Вечером пролетарии и прочие собрались вместе, чтобы
развеселить и занять друг друга на сон грядущий. Никто из
прочих не имел семейства, потому что каждый жил раньше с таким
трудом и сосредоточием всех сил, что ни в ком не оставалось
телесного излишка на размножение. Для семейства нужно иметь
семя и силу собственности, а люди изнемогали от поддержания
жизни в одном своем теле; время же, необходимое для любви, они
тратили на сон. Но в Чевенгуре они почувствовали покой,
достаток пищи, а от товарищей вместо довольства -- тоску.
Раньше товарищи были дороги от горя, они были нужны для тепла
во время сна и холода в степи, для взаимной страховки по добыче
пищи -- один не достанет, другой принесет, -- товарищи были
хороши, наконец, для того, чтобы иметь их всегда рядом, если не
имеешь ни жены, ни имущества и не с кем удовлетворять и
расходовать постоянно скапливающуюся душу.

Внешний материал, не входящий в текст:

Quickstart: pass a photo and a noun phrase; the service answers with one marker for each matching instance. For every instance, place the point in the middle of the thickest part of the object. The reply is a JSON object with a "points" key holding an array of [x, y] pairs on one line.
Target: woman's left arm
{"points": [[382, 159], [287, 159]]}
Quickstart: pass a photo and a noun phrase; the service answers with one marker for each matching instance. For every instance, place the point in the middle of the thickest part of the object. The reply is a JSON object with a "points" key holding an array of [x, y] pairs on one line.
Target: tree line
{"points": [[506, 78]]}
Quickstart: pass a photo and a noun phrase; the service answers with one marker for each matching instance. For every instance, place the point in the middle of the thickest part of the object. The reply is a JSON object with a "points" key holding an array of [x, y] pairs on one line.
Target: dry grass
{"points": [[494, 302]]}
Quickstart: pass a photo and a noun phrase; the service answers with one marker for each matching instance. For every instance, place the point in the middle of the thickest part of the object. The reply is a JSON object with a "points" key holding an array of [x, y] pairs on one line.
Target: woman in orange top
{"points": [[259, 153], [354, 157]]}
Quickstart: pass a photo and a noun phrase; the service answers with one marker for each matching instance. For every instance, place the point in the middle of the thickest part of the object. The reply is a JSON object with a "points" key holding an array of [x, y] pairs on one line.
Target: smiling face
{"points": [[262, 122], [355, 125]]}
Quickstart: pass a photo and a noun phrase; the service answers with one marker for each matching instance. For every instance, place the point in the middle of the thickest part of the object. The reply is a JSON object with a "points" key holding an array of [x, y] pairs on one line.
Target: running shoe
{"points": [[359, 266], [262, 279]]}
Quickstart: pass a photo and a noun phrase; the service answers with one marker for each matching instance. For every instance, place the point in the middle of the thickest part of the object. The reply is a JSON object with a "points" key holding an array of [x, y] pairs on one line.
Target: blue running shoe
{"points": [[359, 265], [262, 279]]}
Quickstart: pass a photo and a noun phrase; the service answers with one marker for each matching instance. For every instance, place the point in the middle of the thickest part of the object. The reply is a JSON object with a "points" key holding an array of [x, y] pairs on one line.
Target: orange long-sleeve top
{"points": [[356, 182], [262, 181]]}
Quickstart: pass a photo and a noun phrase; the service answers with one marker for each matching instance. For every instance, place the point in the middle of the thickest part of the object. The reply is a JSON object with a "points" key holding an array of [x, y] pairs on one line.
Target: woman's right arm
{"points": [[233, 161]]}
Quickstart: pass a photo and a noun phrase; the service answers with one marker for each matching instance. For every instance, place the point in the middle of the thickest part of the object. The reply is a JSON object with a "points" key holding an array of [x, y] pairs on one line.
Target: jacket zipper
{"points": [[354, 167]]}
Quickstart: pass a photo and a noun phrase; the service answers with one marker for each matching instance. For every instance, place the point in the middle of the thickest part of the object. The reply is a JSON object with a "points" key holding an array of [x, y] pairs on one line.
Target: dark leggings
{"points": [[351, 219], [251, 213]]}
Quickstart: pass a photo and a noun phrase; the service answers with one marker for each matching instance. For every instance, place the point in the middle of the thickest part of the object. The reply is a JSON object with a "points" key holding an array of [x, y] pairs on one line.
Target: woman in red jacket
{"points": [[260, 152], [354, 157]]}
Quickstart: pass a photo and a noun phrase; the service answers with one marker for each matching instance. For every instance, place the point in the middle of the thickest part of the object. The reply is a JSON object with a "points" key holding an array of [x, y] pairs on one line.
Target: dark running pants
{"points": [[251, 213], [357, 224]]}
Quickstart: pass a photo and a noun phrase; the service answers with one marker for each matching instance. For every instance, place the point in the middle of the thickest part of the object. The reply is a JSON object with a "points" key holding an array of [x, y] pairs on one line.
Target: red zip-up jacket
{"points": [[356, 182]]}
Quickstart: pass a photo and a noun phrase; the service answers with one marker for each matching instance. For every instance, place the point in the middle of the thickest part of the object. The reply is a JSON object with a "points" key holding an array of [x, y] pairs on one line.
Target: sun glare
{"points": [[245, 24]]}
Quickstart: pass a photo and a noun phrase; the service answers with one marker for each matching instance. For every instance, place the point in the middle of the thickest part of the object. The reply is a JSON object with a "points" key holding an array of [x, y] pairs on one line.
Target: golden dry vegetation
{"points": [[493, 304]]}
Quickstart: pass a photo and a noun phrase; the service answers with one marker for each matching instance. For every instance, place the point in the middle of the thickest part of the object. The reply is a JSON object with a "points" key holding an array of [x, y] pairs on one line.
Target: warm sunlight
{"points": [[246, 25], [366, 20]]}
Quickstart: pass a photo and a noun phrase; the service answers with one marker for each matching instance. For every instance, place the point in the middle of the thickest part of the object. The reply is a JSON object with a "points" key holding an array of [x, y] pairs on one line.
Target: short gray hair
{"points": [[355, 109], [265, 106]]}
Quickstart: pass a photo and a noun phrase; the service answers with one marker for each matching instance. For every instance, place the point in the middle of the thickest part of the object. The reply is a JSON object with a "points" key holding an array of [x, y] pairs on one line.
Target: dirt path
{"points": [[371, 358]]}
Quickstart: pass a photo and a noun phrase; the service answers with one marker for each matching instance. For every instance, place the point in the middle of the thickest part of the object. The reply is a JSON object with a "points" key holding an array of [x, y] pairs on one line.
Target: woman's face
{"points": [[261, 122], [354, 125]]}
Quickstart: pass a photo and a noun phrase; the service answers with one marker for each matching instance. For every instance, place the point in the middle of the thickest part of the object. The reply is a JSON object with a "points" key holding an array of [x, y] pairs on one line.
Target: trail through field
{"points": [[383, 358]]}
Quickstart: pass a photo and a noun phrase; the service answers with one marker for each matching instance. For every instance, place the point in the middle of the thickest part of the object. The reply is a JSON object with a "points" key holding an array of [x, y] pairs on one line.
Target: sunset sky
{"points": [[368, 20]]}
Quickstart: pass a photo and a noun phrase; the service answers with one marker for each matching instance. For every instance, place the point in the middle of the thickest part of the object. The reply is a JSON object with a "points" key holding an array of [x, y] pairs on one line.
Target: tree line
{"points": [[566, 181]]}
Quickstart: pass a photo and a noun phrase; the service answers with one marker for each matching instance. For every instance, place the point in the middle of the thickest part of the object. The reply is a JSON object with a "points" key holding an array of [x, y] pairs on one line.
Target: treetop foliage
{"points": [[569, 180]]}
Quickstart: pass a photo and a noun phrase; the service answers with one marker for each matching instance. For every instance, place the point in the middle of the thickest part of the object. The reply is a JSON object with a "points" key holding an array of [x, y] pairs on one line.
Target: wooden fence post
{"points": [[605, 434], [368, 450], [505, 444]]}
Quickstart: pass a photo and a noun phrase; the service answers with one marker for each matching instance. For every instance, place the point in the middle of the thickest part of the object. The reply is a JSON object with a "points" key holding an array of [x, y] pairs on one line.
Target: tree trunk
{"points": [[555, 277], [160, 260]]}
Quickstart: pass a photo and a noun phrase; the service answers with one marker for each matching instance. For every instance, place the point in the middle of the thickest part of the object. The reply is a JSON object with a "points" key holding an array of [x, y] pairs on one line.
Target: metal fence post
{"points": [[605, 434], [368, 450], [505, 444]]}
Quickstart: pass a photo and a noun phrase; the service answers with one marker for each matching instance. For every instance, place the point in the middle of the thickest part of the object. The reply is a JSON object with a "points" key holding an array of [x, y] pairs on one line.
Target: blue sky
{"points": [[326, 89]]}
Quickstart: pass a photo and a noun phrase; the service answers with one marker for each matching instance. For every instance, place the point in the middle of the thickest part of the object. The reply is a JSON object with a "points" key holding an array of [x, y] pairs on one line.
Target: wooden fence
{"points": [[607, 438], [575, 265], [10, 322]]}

В Чевенгуре
имущество было, был дикий хлеб в степях, и рос овощ в огородах
посредством зарождения от прошлогодних остатков плодов в почве,
-- горя пищи, мучений ночлега на пустой земле в Чевенгуре не
было, и прочие заскучали: они оскудели друг для друга и
смотрели один на одного без интереса -- они стали бесполезны
самим себе, между ними не было теперь никакого вещества пользы.

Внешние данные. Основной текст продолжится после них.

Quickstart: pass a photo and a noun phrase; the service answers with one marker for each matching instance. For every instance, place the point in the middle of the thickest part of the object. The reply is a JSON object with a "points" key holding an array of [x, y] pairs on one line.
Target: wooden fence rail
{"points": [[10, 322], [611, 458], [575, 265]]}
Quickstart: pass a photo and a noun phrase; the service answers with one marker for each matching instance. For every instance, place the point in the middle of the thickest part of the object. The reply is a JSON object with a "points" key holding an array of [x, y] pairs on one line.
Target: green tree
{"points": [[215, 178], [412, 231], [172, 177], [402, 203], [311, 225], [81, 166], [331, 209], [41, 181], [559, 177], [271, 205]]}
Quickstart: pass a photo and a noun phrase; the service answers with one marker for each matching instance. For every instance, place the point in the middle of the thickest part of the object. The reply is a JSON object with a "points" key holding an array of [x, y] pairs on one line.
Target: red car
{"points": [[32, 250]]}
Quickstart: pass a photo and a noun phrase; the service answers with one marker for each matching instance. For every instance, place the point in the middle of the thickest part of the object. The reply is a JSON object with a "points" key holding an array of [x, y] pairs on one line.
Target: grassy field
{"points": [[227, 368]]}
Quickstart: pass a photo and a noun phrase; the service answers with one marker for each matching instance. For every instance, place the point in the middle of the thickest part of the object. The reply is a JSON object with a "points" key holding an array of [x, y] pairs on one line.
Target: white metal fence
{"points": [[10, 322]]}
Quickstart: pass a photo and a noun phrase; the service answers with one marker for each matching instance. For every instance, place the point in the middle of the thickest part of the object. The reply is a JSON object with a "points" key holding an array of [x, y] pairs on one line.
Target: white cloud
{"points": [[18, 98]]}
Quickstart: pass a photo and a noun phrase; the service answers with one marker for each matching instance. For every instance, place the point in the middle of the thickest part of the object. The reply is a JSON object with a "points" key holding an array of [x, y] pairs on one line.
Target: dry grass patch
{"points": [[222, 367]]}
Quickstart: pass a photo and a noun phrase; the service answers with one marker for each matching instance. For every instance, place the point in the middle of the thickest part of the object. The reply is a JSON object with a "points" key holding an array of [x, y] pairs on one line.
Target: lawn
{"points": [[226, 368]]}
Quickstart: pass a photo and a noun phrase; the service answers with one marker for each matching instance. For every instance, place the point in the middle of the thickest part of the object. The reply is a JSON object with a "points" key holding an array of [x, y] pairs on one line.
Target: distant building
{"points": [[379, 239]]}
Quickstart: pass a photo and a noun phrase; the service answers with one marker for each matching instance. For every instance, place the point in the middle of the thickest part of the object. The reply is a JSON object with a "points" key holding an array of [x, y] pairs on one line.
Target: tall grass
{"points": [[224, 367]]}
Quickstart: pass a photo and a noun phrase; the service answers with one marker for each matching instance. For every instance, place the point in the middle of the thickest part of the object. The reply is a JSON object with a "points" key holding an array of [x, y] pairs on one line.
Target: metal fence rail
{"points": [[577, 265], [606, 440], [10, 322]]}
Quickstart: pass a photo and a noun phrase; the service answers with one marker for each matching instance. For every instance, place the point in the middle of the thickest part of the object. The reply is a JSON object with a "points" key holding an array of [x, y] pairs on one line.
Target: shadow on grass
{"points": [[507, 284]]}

Прочий, по прозванью Карпий, сказал всем в тот вечер в
Чевенгуре: "Я хочу семейства: любая гадина на своем семени
держится и живет покойно, а я живу ни на чем -- нечаянно. Что
за пропасть такая подо мной!".
Старая нищенка Агапка тоже пригорюнилась.
-- Возьми меня, Карпий, -- сказала она, -- я б тебе и
рожала, я б тебе и стирала, я б тебе и щи варила. Хоть и
чудн/о', а хорошо быть бабой -- жить себе в заботах, как в
орепьях, и горюшка будет мало, сама себе станешь незаметной! А
то живешь тут, и все как сама перед собой торчишь!

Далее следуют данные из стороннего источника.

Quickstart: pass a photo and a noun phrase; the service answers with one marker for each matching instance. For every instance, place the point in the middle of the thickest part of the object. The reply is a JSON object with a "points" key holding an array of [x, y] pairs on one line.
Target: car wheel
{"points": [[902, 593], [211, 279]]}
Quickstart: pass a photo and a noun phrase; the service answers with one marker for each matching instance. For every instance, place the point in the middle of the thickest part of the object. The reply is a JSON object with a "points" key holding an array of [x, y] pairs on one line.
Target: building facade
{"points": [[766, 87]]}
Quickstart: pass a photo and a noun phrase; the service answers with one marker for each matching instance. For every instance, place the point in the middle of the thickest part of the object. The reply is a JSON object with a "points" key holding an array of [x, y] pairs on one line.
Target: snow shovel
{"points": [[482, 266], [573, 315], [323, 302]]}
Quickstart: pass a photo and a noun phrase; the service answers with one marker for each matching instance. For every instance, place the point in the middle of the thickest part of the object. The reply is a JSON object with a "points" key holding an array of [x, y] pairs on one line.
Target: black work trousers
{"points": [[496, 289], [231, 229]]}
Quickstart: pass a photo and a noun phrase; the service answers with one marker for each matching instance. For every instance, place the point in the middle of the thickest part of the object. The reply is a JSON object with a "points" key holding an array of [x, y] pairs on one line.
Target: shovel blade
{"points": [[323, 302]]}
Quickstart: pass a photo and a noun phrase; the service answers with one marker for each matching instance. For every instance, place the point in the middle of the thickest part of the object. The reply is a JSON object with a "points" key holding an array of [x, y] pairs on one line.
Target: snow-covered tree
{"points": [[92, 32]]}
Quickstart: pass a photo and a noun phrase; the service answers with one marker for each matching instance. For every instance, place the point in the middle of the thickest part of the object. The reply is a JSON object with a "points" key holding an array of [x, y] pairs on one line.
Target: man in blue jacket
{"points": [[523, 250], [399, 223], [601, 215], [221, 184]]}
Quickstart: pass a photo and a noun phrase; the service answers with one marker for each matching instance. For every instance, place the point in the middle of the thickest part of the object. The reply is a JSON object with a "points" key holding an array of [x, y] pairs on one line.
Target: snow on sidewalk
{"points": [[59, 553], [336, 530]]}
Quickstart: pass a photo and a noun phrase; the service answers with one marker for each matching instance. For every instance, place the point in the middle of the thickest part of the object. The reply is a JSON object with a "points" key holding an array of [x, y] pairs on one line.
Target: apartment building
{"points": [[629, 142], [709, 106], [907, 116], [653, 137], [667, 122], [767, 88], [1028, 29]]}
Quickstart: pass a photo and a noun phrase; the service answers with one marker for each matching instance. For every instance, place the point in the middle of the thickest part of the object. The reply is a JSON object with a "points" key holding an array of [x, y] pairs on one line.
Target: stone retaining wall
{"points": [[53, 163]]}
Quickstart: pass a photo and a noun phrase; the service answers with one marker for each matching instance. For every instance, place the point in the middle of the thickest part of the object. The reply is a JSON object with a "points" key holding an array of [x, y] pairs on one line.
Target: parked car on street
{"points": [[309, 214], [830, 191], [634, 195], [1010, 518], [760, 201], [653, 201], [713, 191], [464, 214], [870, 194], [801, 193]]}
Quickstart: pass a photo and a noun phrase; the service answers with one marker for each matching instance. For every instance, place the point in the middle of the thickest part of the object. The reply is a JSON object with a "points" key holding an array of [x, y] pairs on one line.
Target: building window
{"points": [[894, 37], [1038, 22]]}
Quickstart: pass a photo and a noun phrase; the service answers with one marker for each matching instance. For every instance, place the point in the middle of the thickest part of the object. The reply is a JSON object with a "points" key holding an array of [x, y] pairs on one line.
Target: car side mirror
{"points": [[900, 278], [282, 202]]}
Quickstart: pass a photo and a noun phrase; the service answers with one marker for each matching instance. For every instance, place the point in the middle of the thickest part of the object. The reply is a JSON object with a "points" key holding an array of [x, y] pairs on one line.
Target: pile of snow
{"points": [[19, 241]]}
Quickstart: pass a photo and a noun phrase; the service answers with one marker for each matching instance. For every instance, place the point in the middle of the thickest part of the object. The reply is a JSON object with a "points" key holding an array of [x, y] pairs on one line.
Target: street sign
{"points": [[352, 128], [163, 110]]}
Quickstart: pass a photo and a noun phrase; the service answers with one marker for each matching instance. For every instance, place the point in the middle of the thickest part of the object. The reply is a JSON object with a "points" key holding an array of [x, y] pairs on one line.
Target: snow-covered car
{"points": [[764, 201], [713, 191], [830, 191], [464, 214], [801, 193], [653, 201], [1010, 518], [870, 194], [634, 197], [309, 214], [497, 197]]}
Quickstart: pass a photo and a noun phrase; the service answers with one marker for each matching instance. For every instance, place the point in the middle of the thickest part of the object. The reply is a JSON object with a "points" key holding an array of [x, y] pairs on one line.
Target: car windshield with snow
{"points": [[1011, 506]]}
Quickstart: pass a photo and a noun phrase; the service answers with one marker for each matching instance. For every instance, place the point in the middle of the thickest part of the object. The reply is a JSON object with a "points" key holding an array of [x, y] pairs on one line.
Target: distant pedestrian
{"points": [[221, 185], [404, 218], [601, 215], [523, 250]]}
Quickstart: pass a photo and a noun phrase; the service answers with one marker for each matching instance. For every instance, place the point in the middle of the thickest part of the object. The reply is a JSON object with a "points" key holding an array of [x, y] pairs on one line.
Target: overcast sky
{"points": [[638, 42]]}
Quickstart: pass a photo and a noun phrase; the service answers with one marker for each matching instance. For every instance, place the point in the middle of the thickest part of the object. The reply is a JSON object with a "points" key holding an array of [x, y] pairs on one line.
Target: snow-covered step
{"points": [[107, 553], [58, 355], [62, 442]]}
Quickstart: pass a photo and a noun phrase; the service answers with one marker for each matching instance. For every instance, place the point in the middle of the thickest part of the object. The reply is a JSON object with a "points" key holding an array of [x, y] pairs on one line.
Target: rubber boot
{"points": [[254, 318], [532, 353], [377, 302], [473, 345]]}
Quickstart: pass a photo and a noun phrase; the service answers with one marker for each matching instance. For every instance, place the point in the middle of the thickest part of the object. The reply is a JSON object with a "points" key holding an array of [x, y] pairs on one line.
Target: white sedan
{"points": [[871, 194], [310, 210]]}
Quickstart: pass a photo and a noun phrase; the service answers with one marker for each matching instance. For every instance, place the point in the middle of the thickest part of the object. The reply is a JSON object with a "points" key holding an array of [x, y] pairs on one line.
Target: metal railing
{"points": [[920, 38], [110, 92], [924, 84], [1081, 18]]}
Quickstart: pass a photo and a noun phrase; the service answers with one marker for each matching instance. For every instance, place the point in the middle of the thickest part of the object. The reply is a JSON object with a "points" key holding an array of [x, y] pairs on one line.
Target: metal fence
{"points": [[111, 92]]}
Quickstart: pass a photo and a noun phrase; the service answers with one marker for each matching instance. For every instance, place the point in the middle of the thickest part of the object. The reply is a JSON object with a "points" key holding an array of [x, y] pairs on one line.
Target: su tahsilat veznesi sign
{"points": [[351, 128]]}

-- Ты хамка, -- отказал Карпий Агапке. -- Я люблю женщин
дальних.
-- А помнишь, ты однова грелся со мной, -- напомнила
Агапка, -- небось тогда я тебе дальней была, что в больное
нутре% поближе лез!
Карпий от правды не отказывался, он лишь поправил время
события:
-- То было до революции.
Яков Титыч сказал, что в Чевенгуре сейчас находится
коммунизм, всем дана блажь: раньше простой народ внутри
туловища ничего не имел, а теперь кушает все, что растет на
земле, -- чего еще хотеть? Пора жить и над чем-нибудь
задумываться: в степях много красноармейцев умерло от войны,
они согласились умереть затем, чтобы будущие люди стали лучше
их, а мы -- будущие, а плохие -- уже хотим жен, уже скучаем,
пора нам начать в Чевенгуре труд и ремесло! Завтра надо кузницу
выносить вон из города -- сюда никто не заезжает.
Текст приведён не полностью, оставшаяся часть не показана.